# Glacier White s3 with Red Brake Callipers



## ndkkdn (Nov 19, 2014)

Hi there,

I'm looking into ordering a Glacier White S3, and I'm considering the red brake callipers.

I'm also considering the 19" performance tires. 

Just wondering if anyone's got a pic of this combo that they could share to help me decide if the $$ is worth it for the red brakes.

Any help would be great, thanks!


----------



## Mr Gee (Jan 30, 2006)

I ordered mine in Glacier White with the sports package and it has red calipers with one of two 19" wheel designs. here are a couple of pictures I copied off the web to help me decide


----------



## michaelm91 (Nov 21, 2014)

Funny I just finished placing my order for a S3 Glacier White and the General Manager from my dealer told me he was unable to place an order for the red calipers. Originally I was trying to order a Daytona Gray w/ Red Calipers Prestige but both options were taken away from his order screen. Please let me know if your dealer is able to place the order with red calipers. It should be $400 option.


----------



## DennisMitchell (Oct 26, 2014)

michaelm91 said:


> Funny I just finished placing my order for a S3 Glacier White and the General Manager from my dealer told me he was unable to place an order for the red calipers. Originally I was trying to order a Daytona Gray w/ Red Calipers Prestige but both options were taken away from his order screen. Please let me know if your dealer is able to place the order with red calipers. It should be $400 option.
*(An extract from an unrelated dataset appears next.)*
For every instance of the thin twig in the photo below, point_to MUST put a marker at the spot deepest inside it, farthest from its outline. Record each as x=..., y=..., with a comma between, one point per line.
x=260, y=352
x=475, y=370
The option is available in Canada, but not the USA.


----------



## ndkkdn (Nov 19, 2014)

michaelm91 said:


> Funny I just finished placing my order for a S3 Glacier White and the General Manager from my dealer told me he was unable to place an order for the red calipers. Originally I was trying to order a Daytona Gray w/ Red Calipers Prestige but both options were taken away from his order screen. Please let me know if your dealer is able to place the order with red calipers. It should be $400 option.
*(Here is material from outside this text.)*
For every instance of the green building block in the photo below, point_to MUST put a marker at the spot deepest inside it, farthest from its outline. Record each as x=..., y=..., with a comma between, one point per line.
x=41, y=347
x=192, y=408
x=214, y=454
Hey, I'm finalizing with the dealer within the next day or two so I'll let you know.

Also I'm in Canada, so that may or may not make a difference.
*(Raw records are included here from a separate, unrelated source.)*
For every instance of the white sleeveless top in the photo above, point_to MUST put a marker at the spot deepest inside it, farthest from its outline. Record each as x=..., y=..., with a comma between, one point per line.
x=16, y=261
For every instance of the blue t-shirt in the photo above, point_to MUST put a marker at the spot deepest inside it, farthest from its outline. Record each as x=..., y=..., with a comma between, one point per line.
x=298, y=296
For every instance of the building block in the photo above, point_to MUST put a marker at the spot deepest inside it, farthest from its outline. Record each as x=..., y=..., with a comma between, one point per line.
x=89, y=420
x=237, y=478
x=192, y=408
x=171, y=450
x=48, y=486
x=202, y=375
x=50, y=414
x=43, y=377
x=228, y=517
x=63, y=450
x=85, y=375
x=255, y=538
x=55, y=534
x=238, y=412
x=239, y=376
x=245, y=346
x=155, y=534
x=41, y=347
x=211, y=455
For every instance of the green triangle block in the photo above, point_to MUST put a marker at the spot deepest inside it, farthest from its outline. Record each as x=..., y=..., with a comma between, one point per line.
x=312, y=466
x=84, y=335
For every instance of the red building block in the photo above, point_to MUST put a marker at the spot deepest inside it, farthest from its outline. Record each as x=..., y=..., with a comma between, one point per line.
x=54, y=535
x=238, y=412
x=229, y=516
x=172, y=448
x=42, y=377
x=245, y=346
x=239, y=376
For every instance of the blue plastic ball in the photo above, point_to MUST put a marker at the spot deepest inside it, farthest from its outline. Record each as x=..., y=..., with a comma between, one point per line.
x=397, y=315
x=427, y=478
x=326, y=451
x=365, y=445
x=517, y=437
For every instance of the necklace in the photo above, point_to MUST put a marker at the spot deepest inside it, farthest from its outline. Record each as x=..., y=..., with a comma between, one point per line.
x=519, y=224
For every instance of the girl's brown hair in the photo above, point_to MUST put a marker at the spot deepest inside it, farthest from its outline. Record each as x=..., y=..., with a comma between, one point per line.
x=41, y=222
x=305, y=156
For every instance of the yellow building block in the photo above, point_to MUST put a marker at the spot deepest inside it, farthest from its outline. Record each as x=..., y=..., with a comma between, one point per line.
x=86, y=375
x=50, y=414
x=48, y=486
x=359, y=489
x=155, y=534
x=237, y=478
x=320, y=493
Out of curiosity though... how long are the wait times for S3's where you are?


----------



## ndkkdn (Nov 19, 2014)

Mr Gee said:


> I ordered mine in Glacier White with the sports package and it has red calipers with one of two 19" wheel designs. here are a couple of pictures I copied off the web to help me decide



Thanks! Looks pretty good... think I'm going to get it!


----------



## jbradle7 (Sep 8, 2009)




----------



## ndkkdn (Nov 19, 2014)

Wow... that's pretty stunning IMHO.

Really hope my order goes through now!


----------



## gtitx1 (Oct 6, 2014)

I know a lot of people think the red ones are too flashy, but I really liked them on my white GTI, and I think they definitely make for a nice look on a lot of the S3's. I am glad mine are red.


----------